İstifa eden generaller şöyle diyordu, ‘‘Şu anda 173‘ü muvazzaf, 77‘si emekli olmak üzere 250 general-amiral, subay, astsubay ve uzman jandarma çavuş, hürriyetlerinden yoksun olarak tutuklu bulunmaktadır. Tutuklamaların evrensel hukuk kaidelerine, hakka, adalete ve vicdani değerlere uygun olarak yapıldığını kabul etmek, bir çok hukukçunun da ifade ettiği gibi, mümkün değildir. Bu durum, bir çok defa yetkili makamlara iletilmesine, anlatılmasına ve takip edilmesine rağmen soruna yasal çerçevede bir çözüm bulunması mümkün olmamıştır. Haklarında henüz hiç bir kesin yargı kararı olmamasına rağmen tutuklu bulunan 14 general-amiral ile 58 albay, hürriyetlerinin tehdit edilmesinin yanı sıra mevcut yasalarımız gereğince bu yıl yapılacak Yüksek Askeri Şura‘da değerlendirmeye girme hakkını kaybetmiş ve peşinen cezalandırılmıştır.’’ Tasfiyeyi daha açık nasıl anlatabilirlerdi?
-Bir tarikatın, Cemaat’in toplum açısından tehlikeli olsa bile, sizinle arasını iyi tuttuğu sürece devlet içerisinde örgütlenmesi serbest midir?
-Fethullah Gülen Cemaati hakkında işlem yapılması için hükümetle arasının bozulması mı gerekmektedir?
-Fethullah Gülen Cemaati’nden boşalan yere başka bir tarikatın veya cemaatin örgütlenmediğinin garantisini kim vermektedir?
-Fethullah Gülen Cemaati’nden boşalan kadrolara kimler yerleştirilecektir? AKP iktidarını sürdürmek için sürekli olarak tarikatlarla cemaatlerle ittifak yapıp, devlet içerisine sokacak, sonra tasfiye mi edecektir?
‘‘Ne istediler de vermedik’’ diyen Cumhurbaşkanı Erdoğan değil midir?
Bu sorular daha arttırılabilir…
Ve biz yüksek sesle söylemeliyiz: ‘‘Olağanüstü hal kararı hükümsüzdür. Bize gereken: hukuk ve demokrasidir.’’

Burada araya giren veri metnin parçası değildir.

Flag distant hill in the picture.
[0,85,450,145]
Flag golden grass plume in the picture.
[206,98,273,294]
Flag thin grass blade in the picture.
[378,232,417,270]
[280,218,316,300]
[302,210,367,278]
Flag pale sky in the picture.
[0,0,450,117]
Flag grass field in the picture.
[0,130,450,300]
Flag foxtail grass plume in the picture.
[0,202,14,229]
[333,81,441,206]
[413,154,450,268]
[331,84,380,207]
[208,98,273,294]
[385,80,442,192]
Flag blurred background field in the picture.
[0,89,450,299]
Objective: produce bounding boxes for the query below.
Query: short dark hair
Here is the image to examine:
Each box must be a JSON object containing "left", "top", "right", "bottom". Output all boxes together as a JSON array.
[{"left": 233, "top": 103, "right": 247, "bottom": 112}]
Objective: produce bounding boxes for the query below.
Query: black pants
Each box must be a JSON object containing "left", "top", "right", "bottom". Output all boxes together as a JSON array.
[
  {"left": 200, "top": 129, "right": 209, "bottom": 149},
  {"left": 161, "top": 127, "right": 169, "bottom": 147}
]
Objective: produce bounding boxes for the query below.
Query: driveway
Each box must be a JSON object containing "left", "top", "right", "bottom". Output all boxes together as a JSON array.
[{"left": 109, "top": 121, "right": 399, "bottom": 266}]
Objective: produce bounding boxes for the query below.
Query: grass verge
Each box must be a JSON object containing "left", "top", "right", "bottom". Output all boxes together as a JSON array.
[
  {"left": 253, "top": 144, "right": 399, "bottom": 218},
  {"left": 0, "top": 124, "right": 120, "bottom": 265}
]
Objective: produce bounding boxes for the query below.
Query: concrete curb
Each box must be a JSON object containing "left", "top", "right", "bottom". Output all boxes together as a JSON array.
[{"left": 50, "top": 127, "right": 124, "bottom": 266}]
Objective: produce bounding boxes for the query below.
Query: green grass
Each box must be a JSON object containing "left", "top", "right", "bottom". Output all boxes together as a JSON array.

Bu puslu havadan tek çıkış yolu, hukuku ve demokrasiyi tesis etmenin tek yolu, ‘‘Örgütlenme Seferberliği’’dir. Gezi’den sonra ortaya çıkan mahalle ve park forumlarında hepimiz yanı başımızda bizim gibi düşünen insanları bulmuş, birbirimizden haberdar olmuştuk. Benzeri bir yakınlaşmaya ve örgütlenmeye şimdi daha ok ihtiyacımız var. Herkesin, kendisine en yakın hissettiği dernek, sendika, oda, siyasi partiyle ilişkisini yoğunlaştırması olumlu sonuçlar doğurur. En azından yalnız olmadığımızı hissettirir. Üye olmaya çekinenler; dayanışma ve fikri takip içerisinde bulunabilir. AKP hiç olmadığı kadar dağınık ve güçsüz. AKP hem iç politikada hem dış politikada üst üste yanlışlar yaptı. Biz ise belki de hiç olmadığımız kadar meşru ve haklı bir zemindeyiz. Ve buradan sadece örgütlenerek çıkabiliriz.
Korku değil cesaret, yılgınlık değil umut, dağınıklık değil örgütlenme vaktidir! Başka çıkış yolu yok.